Je devais partir, Shōto m'attendait, se demandait sûrement où j'étais passé. Mes jambes refusaient cependant de m'obéir, à l'image de tous mes membres emprisonnés par le parfum obsédant de sa peau. Il me donnait horriblement chaud, au point de fondre mes faibles défenses prêtes à céder devant cette tentation.

Il se pencha doucement vers mon cou, et, plutôt que d'écouter cette voix qui me hurlait de fuir, je fermais les yeux.

- Tu sens tellement bon... murmura-t-il contre mon oreille.

Il écarta le col de mon tee-shirt noir afin de s'enivrer de mon odeur à même son endroit favori. Je luttais pour ne pas me plaquer contre lui, prendre de force ce que nous voulions tous les deux.

- Deku... chuchota-t-il dans un gémissement retenu.

Des frissons indescriptibles dévalèrent l'ensemble de mon corps au supplice, cette appartenance déguisée ressentie. Une éternité qu'il n'avait pas prononcé mon surnom, la sensation procurée si intense que toutes mes entrailles se transformèrent en un feu ardent.

Au diable la souffrance commune de notre relation ; je brûlerai ma vie à ses côtés, j'incarnerai le prisonnier consentant d'une torture malsaine et sans fin, à jamais consumé par la douleur destructrice de mes cicatrices, souvenirs maudits de ses passages.

Je l'écartai un peu, préparé à tomber le premier.

- Embrasse-moi, ordonnai-je, d'un ton idem au sien.

Il poussa un grognement étouffé, hésita une seconde, puis finalement décidé, s'apprêtait à fondre sur ma bouche, quand des coups légers donnés sur l'autre face de la porte stoppèrent son élan, en plus de me faire sursauter.
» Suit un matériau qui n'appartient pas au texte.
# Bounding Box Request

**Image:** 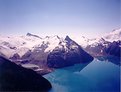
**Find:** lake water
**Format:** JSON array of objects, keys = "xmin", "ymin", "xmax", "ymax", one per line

[{"xmin": 44, "ymin": 58, "xmax": 120, "ymax": 92}]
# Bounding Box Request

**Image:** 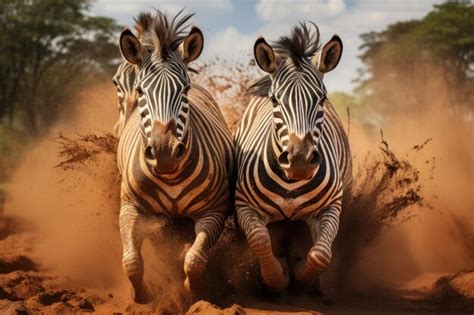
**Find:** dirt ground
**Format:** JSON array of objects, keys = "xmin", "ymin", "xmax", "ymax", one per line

[
  {"xmin": 0, "ymin": 216, "xmax": 474, "ymax": 314},
  {"xmin": 0, "ymin": 78, "xmax": 474, "ymax": 314}
]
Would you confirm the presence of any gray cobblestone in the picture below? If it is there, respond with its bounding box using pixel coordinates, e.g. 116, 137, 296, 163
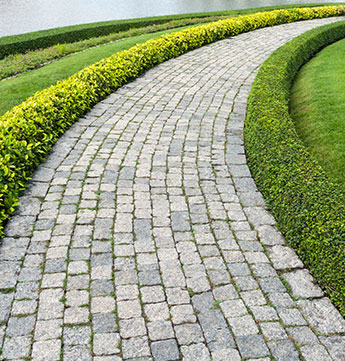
0, 19, 345, 361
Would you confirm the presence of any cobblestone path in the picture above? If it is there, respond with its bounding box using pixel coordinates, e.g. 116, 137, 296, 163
0, 19, 345, 361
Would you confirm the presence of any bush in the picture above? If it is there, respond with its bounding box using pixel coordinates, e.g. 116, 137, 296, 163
0, 6, 345, 245
0, 4, 340, 59
244, 22, 345, 315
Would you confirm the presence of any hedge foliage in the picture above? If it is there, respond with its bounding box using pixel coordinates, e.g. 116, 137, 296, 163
0, 4, 335, 59
245, 22, 345, 316
0, 6, 345, 239
0, 13, 218, 59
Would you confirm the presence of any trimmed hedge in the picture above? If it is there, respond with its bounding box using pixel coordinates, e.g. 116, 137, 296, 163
0, 4, 339, 59
244, 22, 345, 316
0, 6, 345, 240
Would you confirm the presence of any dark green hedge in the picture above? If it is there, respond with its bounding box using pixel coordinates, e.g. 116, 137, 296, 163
244, 22, 345, 315
0, 3, 339, 59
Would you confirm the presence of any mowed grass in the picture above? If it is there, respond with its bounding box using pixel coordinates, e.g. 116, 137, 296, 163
0, 27, 189, 116
290, 39, 345, 186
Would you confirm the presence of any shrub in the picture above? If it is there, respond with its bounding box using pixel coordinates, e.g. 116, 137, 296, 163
0, 6, 345, 250
245, 22, 345, 315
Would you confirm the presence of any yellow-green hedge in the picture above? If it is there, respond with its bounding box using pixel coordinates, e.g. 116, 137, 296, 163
0, 6, 345, 230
- Izuku, tu es là ? demanda la voix de mon superviseur. Uraraka voudrait que toi et moi allions acheter à manger, il n'y en a pas assez pour tout le monde.
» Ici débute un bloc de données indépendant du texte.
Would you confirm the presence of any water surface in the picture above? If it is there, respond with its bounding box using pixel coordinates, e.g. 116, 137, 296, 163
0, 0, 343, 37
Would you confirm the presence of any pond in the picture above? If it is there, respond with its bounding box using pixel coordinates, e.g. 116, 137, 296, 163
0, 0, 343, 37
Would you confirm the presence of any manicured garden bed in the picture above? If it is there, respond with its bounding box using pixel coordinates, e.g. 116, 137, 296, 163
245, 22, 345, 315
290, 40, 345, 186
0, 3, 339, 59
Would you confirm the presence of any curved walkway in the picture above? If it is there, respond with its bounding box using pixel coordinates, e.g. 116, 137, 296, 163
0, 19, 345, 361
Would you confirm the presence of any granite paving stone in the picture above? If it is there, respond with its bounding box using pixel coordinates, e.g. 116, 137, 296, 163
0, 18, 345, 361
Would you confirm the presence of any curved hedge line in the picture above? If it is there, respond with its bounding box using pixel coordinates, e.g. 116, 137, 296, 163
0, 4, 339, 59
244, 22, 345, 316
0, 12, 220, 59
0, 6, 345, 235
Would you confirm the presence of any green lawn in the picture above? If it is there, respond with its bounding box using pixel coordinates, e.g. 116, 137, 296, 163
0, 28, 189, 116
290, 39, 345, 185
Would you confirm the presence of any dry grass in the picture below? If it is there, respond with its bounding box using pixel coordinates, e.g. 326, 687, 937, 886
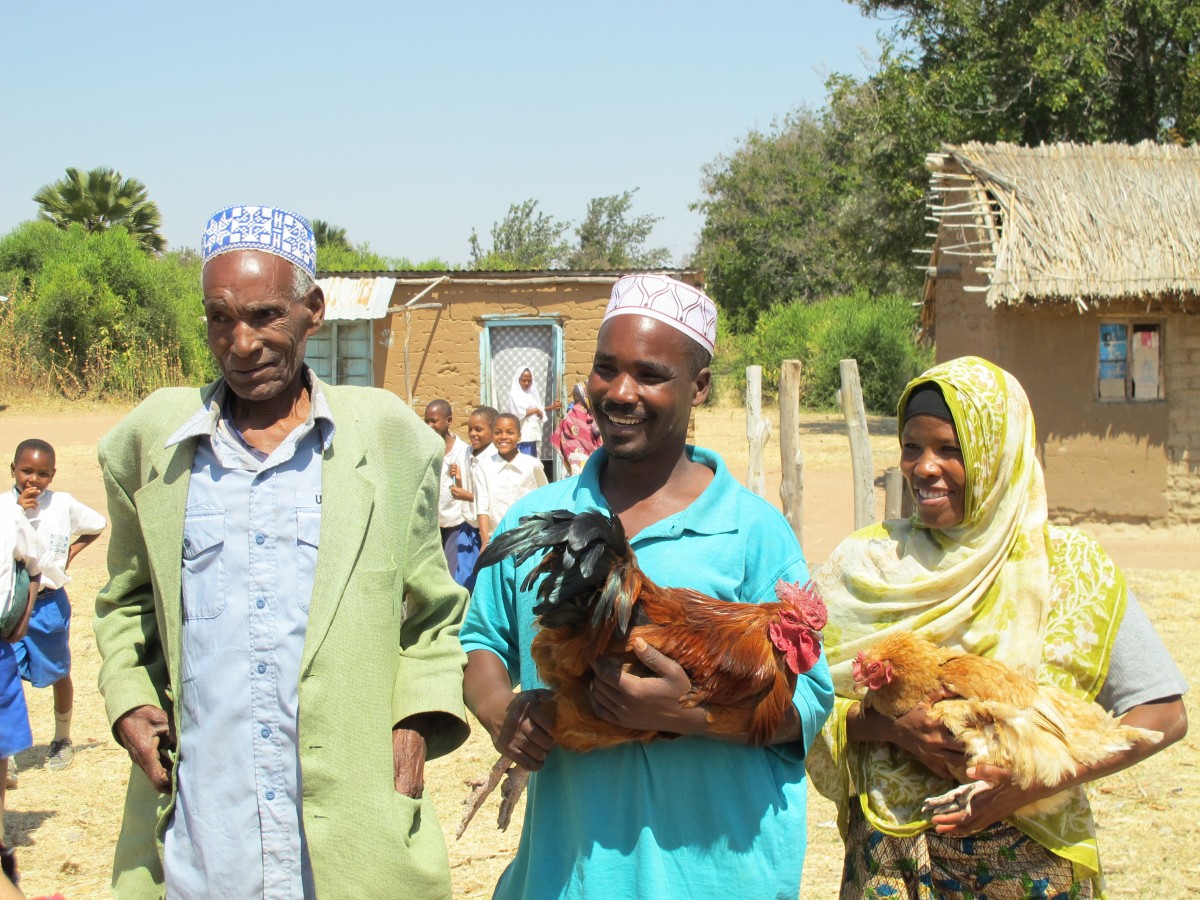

- D'accord, j'arrive ! acquiesçai-je en tentant de contrôler mon émotion.

- Je serai dehors, m'indiqua-t-il.

Je l'entendis s'éloigner. Katchan sourit, la flamme de son carmin éteinte.
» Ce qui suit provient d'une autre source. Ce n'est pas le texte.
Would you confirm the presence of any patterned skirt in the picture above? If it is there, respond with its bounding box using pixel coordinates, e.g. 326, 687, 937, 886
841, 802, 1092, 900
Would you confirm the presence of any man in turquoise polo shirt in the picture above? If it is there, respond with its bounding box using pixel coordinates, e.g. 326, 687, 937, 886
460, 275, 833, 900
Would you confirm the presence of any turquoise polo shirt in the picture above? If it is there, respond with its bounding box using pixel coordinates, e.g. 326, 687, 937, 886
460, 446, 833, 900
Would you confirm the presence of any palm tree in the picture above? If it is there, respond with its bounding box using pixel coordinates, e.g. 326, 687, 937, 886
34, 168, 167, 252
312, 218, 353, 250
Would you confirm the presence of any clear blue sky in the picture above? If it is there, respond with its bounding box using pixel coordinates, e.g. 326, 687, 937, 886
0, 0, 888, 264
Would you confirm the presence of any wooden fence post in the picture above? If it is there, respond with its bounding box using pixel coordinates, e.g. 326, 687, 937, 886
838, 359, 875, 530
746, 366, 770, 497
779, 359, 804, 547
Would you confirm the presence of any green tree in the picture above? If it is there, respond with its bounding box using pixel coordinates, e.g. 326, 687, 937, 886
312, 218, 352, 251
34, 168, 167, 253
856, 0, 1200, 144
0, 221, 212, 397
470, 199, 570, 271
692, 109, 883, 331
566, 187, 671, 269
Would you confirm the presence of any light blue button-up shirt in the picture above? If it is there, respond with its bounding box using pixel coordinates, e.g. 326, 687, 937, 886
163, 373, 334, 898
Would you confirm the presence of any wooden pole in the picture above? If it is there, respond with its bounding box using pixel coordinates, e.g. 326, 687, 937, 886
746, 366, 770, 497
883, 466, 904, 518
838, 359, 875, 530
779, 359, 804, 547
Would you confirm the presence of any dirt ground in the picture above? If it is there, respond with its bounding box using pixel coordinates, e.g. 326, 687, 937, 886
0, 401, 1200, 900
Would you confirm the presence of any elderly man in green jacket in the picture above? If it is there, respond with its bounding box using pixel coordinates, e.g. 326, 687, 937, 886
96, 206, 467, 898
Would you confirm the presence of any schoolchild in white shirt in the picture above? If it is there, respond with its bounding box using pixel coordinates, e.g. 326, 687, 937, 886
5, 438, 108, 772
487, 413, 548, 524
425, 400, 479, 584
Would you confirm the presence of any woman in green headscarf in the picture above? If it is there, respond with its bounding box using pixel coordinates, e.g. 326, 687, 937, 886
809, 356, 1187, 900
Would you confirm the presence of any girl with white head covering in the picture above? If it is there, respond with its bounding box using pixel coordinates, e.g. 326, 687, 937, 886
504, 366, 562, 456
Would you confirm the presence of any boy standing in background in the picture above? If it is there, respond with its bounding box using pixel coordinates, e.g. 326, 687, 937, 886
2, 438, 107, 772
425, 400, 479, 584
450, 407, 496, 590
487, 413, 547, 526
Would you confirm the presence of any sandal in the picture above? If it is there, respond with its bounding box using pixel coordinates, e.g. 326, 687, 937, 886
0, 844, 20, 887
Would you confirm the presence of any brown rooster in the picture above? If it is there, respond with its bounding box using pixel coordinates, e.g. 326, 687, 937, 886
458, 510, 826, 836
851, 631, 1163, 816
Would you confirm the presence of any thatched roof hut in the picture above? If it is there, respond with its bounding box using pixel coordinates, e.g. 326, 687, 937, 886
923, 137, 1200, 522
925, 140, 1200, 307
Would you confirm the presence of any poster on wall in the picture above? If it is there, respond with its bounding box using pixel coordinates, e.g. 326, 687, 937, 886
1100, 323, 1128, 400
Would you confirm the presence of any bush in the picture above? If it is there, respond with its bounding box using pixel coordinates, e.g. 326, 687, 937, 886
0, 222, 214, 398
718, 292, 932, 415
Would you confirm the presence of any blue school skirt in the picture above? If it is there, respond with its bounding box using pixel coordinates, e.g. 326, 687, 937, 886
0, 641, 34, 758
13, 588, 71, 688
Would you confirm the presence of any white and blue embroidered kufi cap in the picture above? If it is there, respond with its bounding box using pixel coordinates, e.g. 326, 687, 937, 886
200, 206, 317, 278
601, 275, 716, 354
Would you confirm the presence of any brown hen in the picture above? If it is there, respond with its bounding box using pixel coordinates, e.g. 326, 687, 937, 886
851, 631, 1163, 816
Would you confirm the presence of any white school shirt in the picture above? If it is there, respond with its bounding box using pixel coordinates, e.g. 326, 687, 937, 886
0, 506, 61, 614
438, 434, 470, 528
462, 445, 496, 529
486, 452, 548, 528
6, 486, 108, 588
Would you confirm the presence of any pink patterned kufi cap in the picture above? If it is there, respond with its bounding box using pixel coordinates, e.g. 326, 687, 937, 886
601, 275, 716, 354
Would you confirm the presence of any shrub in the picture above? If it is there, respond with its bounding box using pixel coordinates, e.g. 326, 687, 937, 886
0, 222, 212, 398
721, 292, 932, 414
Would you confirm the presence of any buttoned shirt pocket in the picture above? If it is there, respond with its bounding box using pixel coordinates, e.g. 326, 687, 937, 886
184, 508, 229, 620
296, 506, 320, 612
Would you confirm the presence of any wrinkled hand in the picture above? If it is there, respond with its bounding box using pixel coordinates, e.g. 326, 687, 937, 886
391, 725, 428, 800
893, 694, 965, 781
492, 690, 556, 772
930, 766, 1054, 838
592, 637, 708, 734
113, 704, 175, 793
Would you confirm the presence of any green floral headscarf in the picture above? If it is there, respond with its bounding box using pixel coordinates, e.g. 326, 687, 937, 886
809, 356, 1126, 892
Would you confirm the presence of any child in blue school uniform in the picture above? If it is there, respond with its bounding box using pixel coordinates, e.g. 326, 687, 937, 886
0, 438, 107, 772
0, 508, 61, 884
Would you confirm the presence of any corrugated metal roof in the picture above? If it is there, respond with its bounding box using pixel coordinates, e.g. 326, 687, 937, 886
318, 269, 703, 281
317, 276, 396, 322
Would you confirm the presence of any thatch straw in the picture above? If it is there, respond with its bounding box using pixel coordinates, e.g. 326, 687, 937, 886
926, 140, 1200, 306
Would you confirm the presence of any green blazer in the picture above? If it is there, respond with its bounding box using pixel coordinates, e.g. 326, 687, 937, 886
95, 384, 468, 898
- Vas-y, me pressa-t-il en déverrouillant la porte, il t'attend.

Je posai la main sur la poignée sans le quitter des yeux. Une conviction grandissait, m'envahissait : il se volatiliserait pendant mon absence, et, à la vue de ce qui allait se passer avant cette interruption, il valait peut-être mieux.

Malgré tout, un poids énorme oppressait ma poitrine, des larmes de rage me brûlaient les paupières, bien que je ne comprisse pas leurs provenances, le pire évité.

Sans hésiter, j'ouvris la porte et disparus derrière sans laisser une chance à mon cœur déçu de me retenir. En colère, il me tourmentait, me compressait, me forçait à écouter sa petite voix malheureuse, entrecoupée de pleurs de plus en plus fort, à mesure que je m'éloignai du cendré.

Dans la douloureuse agonie de cette effroyable vérité, je pris tout à coup conscience de tout l'amour que j'éprouvais pour cet imbécile de Katsuki Bakugo.